J Chemother. 2014 Feb 18;:1973947814Y0000000164
Authors: Hawser S, Hoban DJ, Badal RE, Bouchillon SK, Biedenbach D, Hackel M, Morrissey I
The study for monitoring antimicrobial resistance trends (SMART) surveillance program monitors the epidemiology and trends in antibiotic resistance of intra-abdominal pathogens to currently used therapies. The current report describes such trends during 2010-2011. A total of 25 746 Gram-negative clinical isolates from intra-abdominal infections were collected and classified as hospital-associated (HA) if the hospital length of stay (LOS) at the time of specimen collection was ≧48 hours, community-associated (CA) if LOS at the time of specimen collection was <48 hours, or unknown (no designation given by participating centre). A total of 92 different species were collected of which the most common was Escherichia coli: 39% of all isolates in North America to 55% in Africa. Klebsiella pneumoniae was the second most common pathogen: 11% of all isolates from Europe to 19% of all isolates from Asia. Isolates were from multiple intra-abdominal sources of which 32% were peritoneal fluid, 20% were intra-abdominal abscesses, and 16·5% were gall bladder infections.

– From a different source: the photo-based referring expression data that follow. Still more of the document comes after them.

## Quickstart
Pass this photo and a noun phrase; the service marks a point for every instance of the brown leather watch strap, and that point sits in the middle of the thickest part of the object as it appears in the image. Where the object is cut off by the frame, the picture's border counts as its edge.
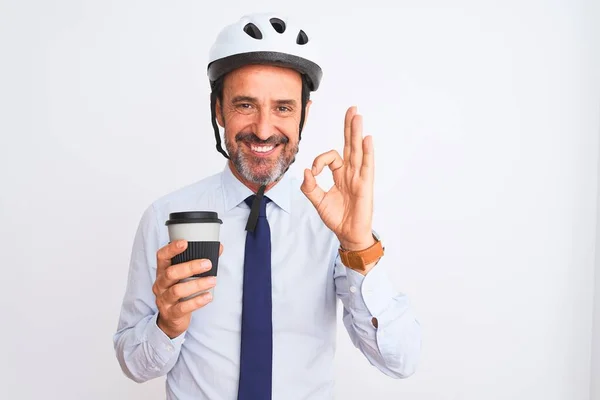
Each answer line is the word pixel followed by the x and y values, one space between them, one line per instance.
pixel 358 260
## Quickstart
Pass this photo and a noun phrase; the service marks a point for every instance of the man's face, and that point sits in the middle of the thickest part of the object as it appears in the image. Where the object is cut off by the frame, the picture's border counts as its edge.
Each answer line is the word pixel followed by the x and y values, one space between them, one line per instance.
pixel 260 113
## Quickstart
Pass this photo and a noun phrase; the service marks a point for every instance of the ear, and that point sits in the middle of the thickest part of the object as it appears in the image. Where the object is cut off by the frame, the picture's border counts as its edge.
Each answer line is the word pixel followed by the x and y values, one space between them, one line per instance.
pixel 219 113
pixel 306 112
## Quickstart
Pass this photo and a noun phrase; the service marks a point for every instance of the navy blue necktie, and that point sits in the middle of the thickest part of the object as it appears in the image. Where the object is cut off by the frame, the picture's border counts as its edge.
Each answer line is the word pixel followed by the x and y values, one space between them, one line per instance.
pixel 256 358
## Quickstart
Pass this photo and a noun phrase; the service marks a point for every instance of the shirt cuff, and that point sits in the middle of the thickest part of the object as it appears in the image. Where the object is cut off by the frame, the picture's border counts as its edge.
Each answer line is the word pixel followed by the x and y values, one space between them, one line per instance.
pixel 373 292
pixel 165 348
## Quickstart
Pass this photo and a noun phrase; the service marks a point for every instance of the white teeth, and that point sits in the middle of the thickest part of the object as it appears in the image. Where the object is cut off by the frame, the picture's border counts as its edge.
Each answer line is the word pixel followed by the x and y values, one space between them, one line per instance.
pixel 261 149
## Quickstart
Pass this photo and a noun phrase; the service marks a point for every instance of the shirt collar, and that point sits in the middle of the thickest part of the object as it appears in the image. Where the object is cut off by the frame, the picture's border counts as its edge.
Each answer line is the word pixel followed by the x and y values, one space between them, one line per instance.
pixel 235 192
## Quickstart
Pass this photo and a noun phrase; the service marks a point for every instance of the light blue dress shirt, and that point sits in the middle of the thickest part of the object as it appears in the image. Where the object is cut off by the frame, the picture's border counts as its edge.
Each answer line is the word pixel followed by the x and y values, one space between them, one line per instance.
pixel 307 280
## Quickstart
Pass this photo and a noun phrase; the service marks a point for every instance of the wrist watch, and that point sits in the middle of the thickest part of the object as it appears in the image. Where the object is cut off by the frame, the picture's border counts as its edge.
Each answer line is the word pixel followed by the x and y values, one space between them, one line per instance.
pixel 358 260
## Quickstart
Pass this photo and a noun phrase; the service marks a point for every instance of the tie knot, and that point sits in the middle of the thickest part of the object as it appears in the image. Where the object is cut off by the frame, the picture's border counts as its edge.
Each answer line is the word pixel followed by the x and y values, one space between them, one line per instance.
pixel 262 210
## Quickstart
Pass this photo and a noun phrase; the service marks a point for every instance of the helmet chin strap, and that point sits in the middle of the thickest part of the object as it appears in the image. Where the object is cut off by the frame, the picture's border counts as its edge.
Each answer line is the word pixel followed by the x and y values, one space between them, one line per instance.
pixel 213 113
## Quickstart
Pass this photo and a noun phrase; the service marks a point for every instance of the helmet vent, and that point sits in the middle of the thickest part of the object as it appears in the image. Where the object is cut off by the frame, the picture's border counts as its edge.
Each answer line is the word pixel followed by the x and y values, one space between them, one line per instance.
pixel 253 31
pixel 301 38
pixel 278 24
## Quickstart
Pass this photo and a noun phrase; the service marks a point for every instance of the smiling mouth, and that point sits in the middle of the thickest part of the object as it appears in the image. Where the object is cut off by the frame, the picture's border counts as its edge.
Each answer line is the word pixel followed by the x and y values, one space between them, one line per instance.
pixel 262 150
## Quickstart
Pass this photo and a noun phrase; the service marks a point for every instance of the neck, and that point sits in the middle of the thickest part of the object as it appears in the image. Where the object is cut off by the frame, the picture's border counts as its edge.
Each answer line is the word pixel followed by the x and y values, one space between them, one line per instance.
pixel 250 185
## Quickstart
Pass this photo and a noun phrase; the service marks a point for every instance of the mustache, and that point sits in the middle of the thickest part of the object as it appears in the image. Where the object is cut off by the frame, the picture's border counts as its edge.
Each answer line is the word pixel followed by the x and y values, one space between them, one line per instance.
pixel 250 137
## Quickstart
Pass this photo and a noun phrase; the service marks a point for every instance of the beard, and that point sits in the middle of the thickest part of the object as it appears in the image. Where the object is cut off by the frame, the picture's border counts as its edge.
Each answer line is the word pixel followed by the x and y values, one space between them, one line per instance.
pixel 258 170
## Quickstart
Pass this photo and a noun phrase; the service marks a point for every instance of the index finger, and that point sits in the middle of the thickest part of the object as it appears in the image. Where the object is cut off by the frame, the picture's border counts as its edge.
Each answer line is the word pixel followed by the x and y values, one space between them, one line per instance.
pixel 167 252
pixel 350 113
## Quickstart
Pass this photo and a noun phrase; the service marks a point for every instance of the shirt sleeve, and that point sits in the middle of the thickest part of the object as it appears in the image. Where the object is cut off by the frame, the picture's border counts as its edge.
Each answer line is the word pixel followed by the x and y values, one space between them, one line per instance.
pixel 394 345
pixel 143 350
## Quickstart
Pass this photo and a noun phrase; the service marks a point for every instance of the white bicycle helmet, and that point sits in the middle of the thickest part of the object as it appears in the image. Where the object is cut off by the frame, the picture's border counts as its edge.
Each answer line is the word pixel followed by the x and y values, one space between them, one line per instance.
pixel 262 38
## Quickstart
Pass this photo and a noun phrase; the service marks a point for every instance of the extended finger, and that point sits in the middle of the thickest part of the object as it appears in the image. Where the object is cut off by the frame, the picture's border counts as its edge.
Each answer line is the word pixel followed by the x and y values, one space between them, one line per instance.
pixel 167 252
pixel 368 165
pixel 310 188
pixel 177 272
pixel 332 159
pixel 185 307
pixel 350 113
pixel 356 153
pixel 185 289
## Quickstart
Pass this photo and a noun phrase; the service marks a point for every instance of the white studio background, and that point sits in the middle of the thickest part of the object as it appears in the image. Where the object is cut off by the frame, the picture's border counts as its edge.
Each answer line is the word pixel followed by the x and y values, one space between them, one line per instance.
pixel 485 117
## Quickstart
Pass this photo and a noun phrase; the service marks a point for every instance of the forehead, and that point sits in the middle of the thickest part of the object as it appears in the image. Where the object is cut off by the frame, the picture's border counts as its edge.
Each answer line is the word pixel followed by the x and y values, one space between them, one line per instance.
pixel 263 81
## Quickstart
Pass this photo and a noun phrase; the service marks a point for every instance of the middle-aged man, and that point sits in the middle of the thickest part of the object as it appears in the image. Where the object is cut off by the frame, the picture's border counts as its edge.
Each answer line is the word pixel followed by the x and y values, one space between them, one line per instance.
pixel 289 249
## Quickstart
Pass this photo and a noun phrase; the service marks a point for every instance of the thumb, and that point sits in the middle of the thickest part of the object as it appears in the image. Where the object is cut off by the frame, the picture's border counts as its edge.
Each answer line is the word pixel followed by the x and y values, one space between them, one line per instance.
pixel 310 188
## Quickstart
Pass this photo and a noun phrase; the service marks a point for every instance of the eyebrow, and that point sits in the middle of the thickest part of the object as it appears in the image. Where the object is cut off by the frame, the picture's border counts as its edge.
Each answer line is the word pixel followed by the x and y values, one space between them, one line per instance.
pixel 250 99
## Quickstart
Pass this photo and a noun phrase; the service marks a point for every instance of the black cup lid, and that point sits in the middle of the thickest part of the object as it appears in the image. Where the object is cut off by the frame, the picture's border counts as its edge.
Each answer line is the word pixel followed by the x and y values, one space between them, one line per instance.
pixel 193 217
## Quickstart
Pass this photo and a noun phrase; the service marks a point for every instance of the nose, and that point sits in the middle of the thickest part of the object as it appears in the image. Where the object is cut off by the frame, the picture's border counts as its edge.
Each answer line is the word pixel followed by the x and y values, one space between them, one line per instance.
pixel 264 125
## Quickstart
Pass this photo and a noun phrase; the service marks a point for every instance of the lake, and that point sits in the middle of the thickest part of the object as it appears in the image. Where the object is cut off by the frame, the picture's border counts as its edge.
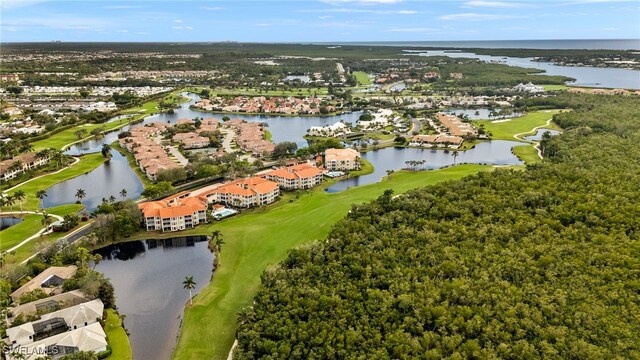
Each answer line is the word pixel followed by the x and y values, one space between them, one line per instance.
pixel 106 180
pixel 584 75
pixel 147 277
pixel 7 222
pixel 538 135
pixel 496 152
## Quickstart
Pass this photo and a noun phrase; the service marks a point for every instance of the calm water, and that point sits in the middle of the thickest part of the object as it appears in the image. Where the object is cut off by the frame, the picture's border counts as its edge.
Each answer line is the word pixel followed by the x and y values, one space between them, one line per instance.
pixel 591 44
pixel 106 180
pixel 497 152
pixel 7 222
pixel 538 134
pixel 585 76
pixel 147 277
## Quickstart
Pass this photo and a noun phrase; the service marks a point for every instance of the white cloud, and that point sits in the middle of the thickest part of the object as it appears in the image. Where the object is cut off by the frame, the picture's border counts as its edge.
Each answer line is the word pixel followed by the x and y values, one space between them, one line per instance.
pixel 13 4
pixel 494 4
pixel 360 11
pixel 366 2
pixel 123 7
pixel 474 17
pixel 416 29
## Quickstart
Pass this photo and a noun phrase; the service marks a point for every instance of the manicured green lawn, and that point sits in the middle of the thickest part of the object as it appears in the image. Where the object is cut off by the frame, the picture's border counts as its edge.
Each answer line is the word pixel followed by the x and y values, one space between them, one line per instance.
pixel 362 77
pixel 528 154
pixel 87 163
pixel 555 87
pixel 262 237
pixel 506 130
pixel 65 137
pixel 117 337
pixel 12 236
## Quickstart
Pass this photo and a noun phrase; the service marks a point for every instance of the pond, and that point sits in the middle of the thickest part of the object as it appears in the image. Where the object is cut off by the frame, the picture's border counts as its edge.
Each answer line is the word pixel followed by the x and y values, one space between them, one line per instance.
pixel 584 75
pixel 147 277
pixel 7 222
pixel 496 152
pixel 106 180
pixel 538 134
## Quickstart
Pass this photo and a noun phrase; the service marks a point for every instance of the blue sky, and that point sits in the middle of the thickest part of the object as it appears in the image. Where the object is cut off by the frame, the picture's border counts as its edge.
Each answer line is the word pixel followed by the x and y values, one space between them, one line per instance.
pixel 316 21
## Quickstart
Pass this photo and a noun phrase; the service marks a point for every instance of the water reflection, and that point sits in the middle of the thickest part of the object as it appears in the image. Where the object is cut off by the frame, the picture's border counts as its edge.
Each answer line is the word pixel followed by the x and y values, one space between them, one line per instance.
pixel 147 277
pixel 497 152
pixel 106 180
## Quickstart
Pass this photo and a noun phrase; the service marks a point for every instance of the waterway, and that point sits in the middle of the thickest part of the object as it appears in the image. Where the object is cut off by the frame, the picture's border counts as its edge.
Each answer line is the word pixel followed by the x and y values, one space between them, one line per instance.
pixel 584 75
pixel 7 222
pixel 106 180
pixel 147 277
pixel 496 152
pixel 538 135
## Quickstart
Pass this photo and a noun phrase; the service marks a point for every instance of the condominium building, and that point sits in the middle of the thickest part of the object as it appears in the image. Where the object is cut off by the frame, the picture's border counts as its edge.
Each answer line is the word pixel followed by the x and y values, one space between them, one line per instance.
pixel 175 213
pixel 301 176
pixel 245 193
pixel 341 159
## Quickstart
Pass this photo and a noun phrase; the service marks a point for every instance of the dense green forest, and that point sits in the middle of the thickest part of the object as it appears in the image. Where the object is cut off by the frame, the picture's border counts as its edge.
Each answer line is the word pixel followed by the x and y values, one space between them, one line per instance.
pixel 542 263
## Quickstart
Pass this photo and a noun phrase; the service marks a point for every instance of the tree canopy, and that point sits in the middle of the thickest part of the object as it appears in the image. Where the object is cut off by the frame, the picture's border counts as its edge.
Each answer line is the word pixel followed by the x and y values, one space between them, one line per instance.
pixel 541 263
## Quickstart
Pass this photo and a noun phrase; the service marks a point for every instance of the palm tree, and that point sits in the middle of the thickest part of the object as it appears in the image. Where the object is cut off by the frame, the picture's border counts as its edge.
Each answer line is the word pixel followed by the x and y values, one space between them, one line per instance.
pixel 189 284
pixel 9 201
pixel 57 157
pixel 81 194
pixel 41 194
pixel 20 196
pixel 106 150
pixel 46 219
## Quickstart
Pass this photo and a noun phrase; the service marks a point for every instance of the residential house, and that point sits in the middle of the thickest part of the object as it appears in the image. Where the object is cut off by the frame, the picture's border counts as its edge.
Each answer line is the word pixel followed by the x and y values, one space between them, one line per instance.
pixel 48 304
pixel 301 176
pixel 341 159
pixel 245 193
pixel 89 338
pixel 50 281
pixel 56 322
pixel 175 213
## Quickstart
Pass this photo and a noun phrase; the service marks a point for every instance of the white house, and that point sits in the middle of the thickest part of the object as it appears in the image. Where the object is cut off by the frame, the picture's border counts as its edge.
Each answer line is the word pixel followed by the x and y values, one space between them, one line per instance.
pixel 337 129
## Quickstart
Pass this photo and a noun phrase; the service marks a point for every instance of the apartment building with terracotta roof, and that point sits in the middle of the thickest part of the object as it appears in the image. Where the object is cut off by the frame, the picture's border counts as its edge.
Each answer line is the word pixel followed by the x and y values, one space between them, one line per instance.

Isolates were further classified as HA (55% of all isolates), CA (39% of all isolates), or unknown (6% of all isolates). The most active antibiotics tested were imipenem, ertapenem, amikacin, and piperacillin-tazobactam. Resistance rates to all other antibiotics tested were high. Considering the current data set and high-level resistance of intra-abdominal pathogens to various antibiotics, further monitoring of the epidemiology of intra-abdominal infections and their susceptibility to antibiotics through SMART is warranted.